The last one is the Joint Revenue Board Establishment Bill: This Bill proposes creating a Joint Revenue Board to replace the Joint Tax Board, covering federal and all state tax authorities. The fourth bill will also establish the Office of Tax Ombudsman under the Joint Revenue Board, protecting taxpayers’ interests and facilitating dispute resolution.

Onanuga added that the bills’ overarching objective is to effectively coordinate federal, state, and local tax authorities, thereby eliminating the overlapping responsibilities, confusion, and inefficiency that have plagued tax administration in Nigeria for decades.

He said under existing laws, taxes like Company Income Tax (CIT), Personal Income Tax (PIT), Capital Gains Tax (CGT), Petroleum Profits Tax (PPT), Tertiary Education Tax (TET), Value-Added Tax (VAT), and other taxing provisions in numerous laws are administered separately, with individual legislative frameworks.

“The proposed reforms seek to consolidate these numerous taxes, integrating CIT, PIT, CGT, VAT, PPT, and excise duties into a unified structure to reduce administrative fragmentation,” he explained.

While there may be differences in approach or specific provisions of the new tax bills, Onanuga said what is not in contention is the need to review our tax laws and how we administer them to serve our overall national development agenda.

He added that President Tinubu will continue to respect and welcome the advice and recommendations of the National Economic Council, an essential constitutional organ of government on economic matters.
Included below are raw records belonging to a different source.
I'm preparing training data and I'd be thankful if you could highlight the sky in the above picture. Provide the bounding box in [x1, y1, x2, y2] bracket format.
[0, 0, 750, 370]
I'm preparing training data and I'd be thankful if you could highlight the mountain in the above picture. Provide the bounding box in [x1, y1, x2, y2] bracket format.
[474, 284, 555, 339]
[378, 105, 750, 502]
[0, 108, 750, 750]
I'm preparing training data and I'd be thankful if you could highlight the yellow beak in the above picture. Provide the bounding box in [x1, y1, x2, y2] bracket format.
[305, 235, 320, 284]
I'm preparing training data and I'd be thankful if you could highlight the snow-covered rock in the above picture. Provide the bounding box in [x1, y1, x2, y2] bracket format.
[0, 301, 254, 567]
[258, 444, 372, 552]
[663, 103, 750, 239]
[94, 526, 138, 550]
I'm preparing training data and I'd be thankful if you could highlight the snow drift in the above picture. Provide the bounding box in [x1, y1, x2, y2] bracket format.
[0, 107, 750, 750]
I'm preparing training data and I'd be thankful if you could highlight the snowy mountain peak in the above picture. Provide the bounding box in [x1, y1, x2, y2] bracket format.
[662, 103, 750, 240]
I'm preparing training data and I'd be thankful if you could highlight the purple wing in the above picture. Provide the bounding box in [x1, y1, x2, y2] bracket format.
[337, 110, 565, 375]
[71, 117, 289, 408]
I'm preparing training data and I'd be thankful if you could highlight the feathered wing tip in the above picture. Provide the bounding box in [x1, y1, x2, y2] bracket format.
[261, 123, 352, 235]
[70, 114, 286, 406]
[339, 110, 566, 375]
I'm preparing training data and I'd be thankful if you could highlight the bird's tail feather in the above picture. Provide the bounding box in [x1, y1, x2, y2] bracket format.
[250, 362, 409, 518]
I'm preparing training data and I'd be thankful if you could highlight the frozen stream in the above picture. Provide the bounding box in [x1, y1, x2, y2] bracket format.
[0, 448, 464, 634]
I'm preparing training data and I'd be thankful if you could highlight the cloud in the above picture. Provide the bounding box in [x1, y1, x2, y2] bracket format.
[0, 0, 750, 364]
At the 144th meeting of the NEC, presided over by Vice President Kashim Shettima, the council recommended the withdrawal of the bills, with the recommendation coming after governors of the 19 northern states, who met in Kaduna on Monday, alongside prominent traditional rulers from the region, resolved, among others, to reject in totality the Nigeria Tax Reform Bill.

In a communiqué issued at the end of the meeting, the northern governors and monarchs kicked against the contents of the recent Tax Reform Bill.

They lamented that the bills were against the interests of the North and other sub-nationals, especially the proposed amendment to the distribution of the Value Added Tax (VAT).